Bir de akılda kalan 'nick'ler var. Arhan Ata Pilavoğlu'nun Şenol Güneş'ten aldığı Şegü'sü, İnan Özdemir'in Haxball ve bisiklet gibi iki önemli disiplini tek potada erittiği Panache'ı, benzer bir korelasyon seçen Başak Can'ın Nadal'ı, Aras Yetiş'in Boduri'si... İlhan Özgen'in Giannini, Netzer, Overath gibi eski 10 numaralar arasında yaptığı nick rotasyonu, gündeme göre değişen nick'lerimizle biz diğerleri... Tazemeta nick'li Murat Gül'e de bir parantez açmak gerek. O dönemde henüz fikir aşamasında olan YouTube kanalımızın hazırlıkları için gelen ve uzun süre hiçbir şekilde kaynaşamadığımız Murat'ı da birçoğumuz bu oyun ile sevdik. Şimdi kaybettiğimiz zamanlara yanıyoruz.
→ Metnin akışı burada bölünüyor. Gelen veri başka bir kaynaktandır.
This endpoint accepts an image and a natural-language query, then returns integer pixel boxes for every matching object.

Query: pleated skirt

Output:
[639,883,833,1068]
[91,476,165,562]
Bazen görüyorum, dışarıdan bakıp Socrates'e elit, romantik gibi birtakım yakıştırmalar yapıyorlar. Eleştiriye çok açık biri olarak bunları komik buluyor ve nedenlerini de görebildiğimi düşünüyorum ki bu yazının konusu değil. Ama özellikle elit dendiğinde aklıma hep Haxball seanslarımız geliyor ve beni bir gülme tutuyor. Tasarımcımız Alptuğ Uslu'nun "Baba bi' hax mi atsak?" demesiyle ofisteki tüm havanın bir anda değişmesi ve bazen küfür kıyamet bir saat klavye eskitmemizin bir kaydı olsun isterdim. Yeni ofiste ve arkasından pandeminin getirdiği yeni düzende Haxball'un yerini langırt aldı. Stüdyo tarafının büyümesiyle aramıza katılan pek çok arkadaşımızla bu defa langırt sayesinde kaynaştık, bir maç kader ortağı olup beş dakika sonra rakip takımlarda düşmanlaştık ama Haxball günlerine olan özlemimiz sürüyor.
Bu arada sanırım Socrates'teki en hızlı yazımı yazdım. Girdisi çıktısı 20-25 dakika sürdü. Umarım bu tür yazılarla daha çok görevlendirilirim. Bb.